Is there any way to force JavaFX to release video memory?

Is there any way to force JavaFX to release video memory? - image

I'm writing an application leveraging JavaFX that scrolls a large amount of image content on and off of the screen every 20-30 seconds. It's meant to be able to run for multiple hours, pulling in completely new content and discarding old content every couple minutes. I have 512Mb of graphics memory on my system and after several minutes, all of that memory has been consumed by JavaFX and no matter what I do with my JavaFX scene, none of it is released. I've been very careful to discard nodes when they drop off of the scene, and at most I have 50-60 image nodes in memory at one time. I really need to be able to do a hard release of the graphics memory that was backing these images, but haven't been able to figure out how to accomplish that, as the Image interface in JavaFX seems to be very high level. JavaFX will continue to run fine, but other graphics heavy applications will fail to load due to limited resources.
I'm looking for something like the flush() method on java.awt.image.Image:
http://docs.oracle.com/javase/7/docs/api/java/awt/Image.html#flush()
I'm running java 7u13 on Linux.
EDIT:
I managed to work out a potential workaround ( see below ), but have also entered a JavaFX JIRA ticket to request the functionality described above:
RT-28661
Add explicit access to a native resource cleanup function on nodes.

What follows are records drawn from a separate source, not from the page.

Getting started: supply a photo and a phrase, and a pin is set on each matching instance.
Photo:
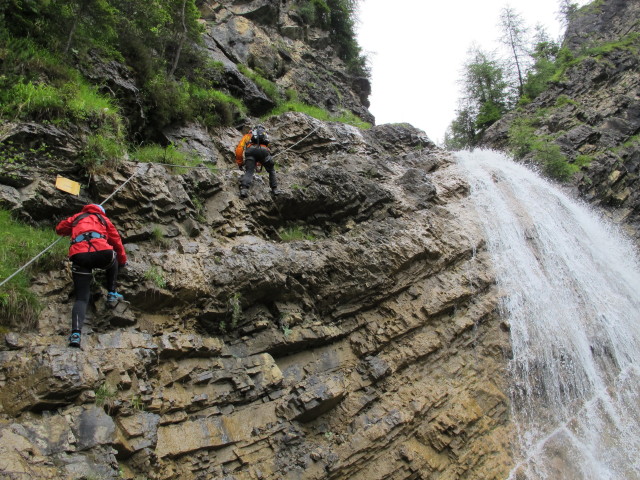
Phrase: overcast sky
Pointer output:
(417, 49)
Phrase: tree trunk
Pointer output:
(183, 38)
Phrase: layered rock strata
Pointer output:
(368, 347)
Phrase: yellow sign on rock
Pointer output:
(67, 185)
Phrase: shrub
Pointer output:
(521, 137)
(102, 153)
(554, 163)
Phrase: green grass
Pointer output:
(319, 113)
(19, 243)
(169, 155)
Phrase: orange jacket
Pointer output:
(241, 147)
(245, 143)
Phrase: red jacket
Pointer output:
(92, 223)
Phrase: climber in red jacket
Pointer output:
(95, 243)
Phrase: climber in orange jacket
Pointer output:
(254, 149)
(95, 243)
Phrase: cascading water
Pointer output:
(571, 294)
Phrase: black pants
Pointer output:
(252, 156)
(82, 265)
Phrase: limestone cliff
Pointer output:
(593, 111)
(368, 346)
(373, 350)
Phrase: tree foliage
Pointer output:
(338, 17)
(485, 101)
(514, 36)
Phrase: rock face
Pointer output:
(593, 112)
(273, 39)
(369, 347)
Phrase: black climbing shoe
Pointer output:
(113, 298)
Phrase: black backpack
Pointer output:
(259, 136)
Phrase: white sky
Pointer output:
(417, 49)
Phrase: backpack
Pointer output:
(259, 136)
(86, 235)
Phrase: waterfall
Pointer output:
(570, 286)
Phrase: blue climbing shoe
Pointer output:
(113, 298)
(74, 340)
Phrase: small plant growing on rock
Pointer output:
(156, 275)
(235, 308)
(157, 237)
(137, 403)
(286, 330)
(105, 396)
(292, 234)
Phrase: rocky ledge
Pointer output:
(368, 348)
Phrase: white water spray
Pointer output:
(571, 286)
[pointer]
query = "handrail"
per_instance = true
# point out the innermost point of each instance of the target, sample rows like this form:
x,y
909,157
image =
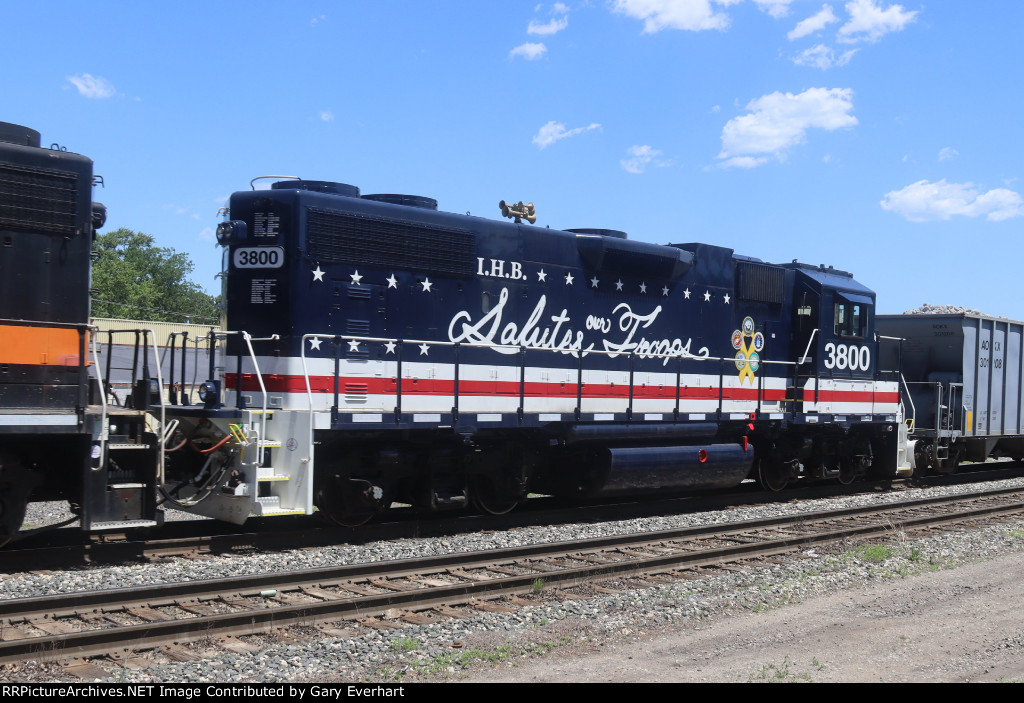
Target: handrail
x,y
104,429
249,339
803,359
913,410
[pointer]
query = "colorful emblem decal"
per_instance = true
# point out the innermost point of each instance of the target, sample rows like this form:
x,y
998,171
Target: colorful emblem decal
x,y
748,353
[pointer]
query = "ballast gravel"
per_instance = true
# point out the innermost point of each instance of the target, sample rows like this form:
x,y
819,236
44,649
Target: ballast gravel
x,y
545,624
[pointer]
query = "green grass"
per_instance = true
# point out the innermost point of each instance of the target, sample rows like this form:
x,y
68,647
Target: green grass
x,y
784,672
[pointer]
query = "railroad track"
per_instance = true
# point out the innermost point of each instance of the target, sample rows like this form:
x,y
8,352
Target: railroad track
x,y
88,624
209,537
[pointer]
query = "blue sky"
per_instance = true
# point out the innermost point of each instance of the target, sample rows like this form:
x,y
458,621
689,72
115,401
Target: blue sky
x,y
881,138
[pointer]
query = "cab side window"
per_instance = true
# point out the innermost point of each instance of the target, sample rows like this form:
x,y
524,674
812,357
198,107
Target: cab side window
x,y
851,318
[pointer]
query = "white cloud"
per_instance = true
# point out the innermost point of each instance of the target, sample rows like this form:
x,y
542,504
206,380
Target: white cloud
x,y
639,158
554,27
869,23
92,86
779,121
694,15
925,201
815,23
530,51
553,131
821,56
776,8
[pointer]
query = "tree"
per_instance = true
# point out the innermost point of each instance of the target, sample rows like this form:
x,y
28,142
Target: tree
x,y
133,278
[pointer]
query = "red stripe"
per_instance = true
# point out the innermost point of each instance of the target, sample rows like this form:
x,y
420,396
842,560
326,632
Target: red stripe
x,y
835,396
510,389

The best workaround that I could come up with was to set my JVM's max heap to half of the available limit of my graphics card. ( I have 512mb of graphics memory, so I set this to -Xmx256m ) This forces the GC to be more proactive in cleaning up my discarded javafx.image.Image objects, which in turn seems to trigger graphics memory cleanup on the part of JavaFX.
Previously my heap space was set to 512mb, ( I have 4gb of system memory, so this is a very manageable limit ). The problem with that seems to be that the JVM was being very lazy about cleaning up my images until it started approaching this 512mb limit. Since all of my image data was copied into graphics memory, this meant I had most likely exhausted my graphics memory before the JVM really started really caring about cleanup.
I did try some of the suggestions by jewelsea:
I am calling setCache(false), so this may be having a positive affect, but I didn't notice an improvement until I dropped my max heap size.
I tried running with Java8 with some positive results. It did seem to behave better in graphics memory management, but it still ate up all of my memory and didn't seem to start caring about graphics memory until I was almost out. If reducing your the application's heap limit is not feasible, then evaluating the Java8 pre-release may be worthwhile.
I will be posting some feature requests to the JavaFX project and will provide links to the JIRA tickets.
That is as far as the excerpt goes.